D. Records In Written Form
The corporation shall maintain its records in written form or in another form capable of conversion into written form within a reasonable time.
E. Records Maintained at Principal Office
The corporation shall keep a copy of each of the following records at its principal office:
- The articles of incorporation;
- These bylaws;
- Resolutions adopted by the board of directors relating to the characteristics, qualifications, rights, limitations and obligations of the members or any class of the members;
- The minutes of all meetings of the members, and records of all action taken by the members without a meeting, for the past three years;
- All written communications within the past three years to the members generally as the members;
- A list of the names and business or home addresses of the current directors and officers;
- All documents filed with the Colorado secretary of state;
- All financial statements prepared for periods ending during the last three years;
- The corporation’s application for recognition of exemption and the tax-exemption determination letter issued by the Internal Revenue Service; and
- All other documents or records required to be maintained by the corporation at its principal office under applicable law or regulation.

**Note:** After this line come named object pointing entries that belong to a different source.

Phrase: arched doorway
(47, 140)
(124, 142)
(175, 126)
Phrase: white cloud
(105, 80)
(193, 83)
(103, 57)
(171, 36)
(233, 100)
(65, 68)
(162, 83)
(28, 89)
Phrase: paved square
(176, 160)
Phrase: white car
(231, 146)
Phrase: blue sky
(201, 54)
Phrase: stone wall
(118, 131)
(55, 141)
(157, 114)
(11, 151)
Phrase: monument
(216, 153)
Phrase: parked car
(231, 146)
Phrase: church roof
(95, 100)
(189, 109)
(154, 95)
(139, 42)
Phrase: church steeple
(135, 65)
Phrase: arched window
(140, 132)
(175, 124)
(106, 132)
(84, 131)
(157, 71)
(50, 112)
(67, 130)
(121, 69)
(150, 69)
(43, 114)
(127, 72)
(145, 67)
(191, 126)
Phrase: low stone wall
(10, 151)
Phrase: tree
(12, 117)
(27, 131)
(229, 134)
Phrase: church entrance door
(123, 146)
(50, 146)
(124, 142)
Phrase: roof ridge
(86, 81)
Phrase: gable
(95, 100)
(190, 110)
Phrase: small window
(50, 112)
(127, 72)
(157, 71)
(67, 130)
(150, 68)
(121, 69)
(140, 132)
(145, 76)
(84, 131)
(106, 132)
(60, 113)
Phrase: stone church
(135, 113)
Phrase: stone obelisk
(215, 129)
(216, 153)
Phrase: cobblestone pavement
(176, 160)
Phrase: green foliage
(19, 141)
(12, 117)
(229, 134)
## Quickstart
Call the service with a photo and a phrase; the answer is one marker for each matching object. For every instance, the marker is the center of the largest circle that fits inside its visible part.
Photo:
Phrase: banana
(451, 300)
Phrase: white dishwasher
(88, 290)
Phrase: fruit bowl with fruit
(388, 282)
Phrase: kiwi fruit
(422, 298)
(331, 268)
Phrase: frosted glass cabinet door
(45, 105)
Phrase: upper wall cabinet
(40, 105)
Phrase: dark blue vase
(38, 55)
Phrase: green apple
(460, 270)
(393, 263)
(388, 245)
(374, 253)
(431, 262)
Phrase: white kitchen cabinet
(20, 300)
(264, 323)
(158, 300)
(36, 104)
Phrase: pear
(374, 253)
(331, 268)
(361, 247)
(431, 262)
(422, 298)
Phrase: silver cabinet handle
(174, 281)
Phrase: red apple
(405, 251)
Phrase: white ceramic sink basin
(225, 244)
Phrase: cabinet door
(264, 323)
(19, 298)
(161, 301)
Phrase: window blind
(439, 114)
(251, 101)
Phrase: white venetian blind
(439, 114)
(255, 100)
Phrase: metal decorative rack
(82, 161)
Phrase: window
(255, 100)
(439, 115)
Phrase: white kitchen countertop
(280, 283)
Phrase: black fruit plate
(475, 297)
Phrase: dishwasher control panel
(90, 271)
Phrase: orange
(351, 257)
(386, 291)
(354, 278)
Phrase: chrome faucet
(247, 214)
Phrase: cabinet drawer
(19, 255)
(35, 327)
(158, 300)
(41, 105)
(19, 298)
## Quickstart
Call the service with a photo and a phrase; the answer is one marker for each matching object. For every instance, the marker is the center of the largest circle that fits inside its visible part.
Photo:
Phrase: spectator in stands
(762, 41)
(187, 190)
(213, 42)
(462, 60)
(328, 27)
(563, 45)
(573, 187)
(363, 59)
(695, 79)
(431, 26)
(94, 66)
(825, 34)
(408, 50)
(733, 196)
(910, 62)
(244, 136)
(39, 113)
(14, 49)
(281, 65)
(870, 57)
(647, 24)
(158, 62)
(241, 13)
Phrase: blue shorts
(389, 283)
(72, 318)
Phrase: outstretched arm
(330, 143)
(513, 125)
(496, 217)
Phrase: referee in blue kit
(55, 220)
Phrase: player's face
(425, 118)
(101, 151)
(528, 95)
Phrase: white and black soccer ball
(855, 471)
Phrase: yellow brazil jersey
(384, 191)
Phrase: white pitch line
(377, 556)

A. Amendment of Bylaws by Board of Directors
Subject to the specific requirements for amendment of certain bylaws as set forth herein, the board of directors may amend the bylaws at any time to add, change, or delete a provision, unless:
- The Act or the articles of incorporation reserve such power exclusively to the members in whole or part; or
- A particular provision of these bylaws expressly prohibits the board of directors from doing so.
A. Fiscal Year
The fiscal year of the corporation shall be as established by the board of directors.
B. Conveyances and Encumbrances
Property of the corporation may be assigned, conveyed or encumbered by such officers of the corporation as may be authorized to do so by the board of directors, and such authorized persons shall have power to execute and deliver any and all instruments of assignment, conveyance and encumbrance; however, the sale, exchange, lease or other disposition of all or substantially all of the property and assets of the corporation shall be authorized only in the manner prescribed by applicable statute.
C. Designated Contributions
The corporation may accept any contribution, gift, grant, bequest or devise that is designated, restricted or conditioned by the donor, provided that the designation, restriction or condition is consistent with the corporation’s general tax-exempt purposes. Donor-designated contributions will be accepted for special funds, purposes or uses, and such designations generally will be honored. However, the corporation shall reserve all right, title and interest in and to and control over such contributions, and shall have authority to determine the ultimate expenditure or distribution thereof in connection with any such special fund, purpose or use. Further, the corporation shall acquire and retain sufficient control over all donated funds (including designated contributions) to assure that such funds will be used exclusively to carry out the corporation’s tax-exempt purposes.
D. References to Internal Revenue Code
All references in these bylaws to provisions of the Internal Revenue Code are to the provisions of the Internal Revenue Code of 1986, as amended, and to the corresponding provisions of any subsequent federal tax laws.
E. Principles of Construction
Words in any gender shall be deemed to include the other gender; the singular shall be deemed to include the plural and vice versa; the words “pay” and “distribute” shall also mean assign, convey and deliver; and the table of contents, headings and underlined paragraph titles are for guidance only and shall have no significance in the interpretation of these bylaws.
The invalidity of any provision of these bylaws shall not affect the other provisions hereof, and in such event these bylaws shall be construed in all respects as if such invalid provision were omitted.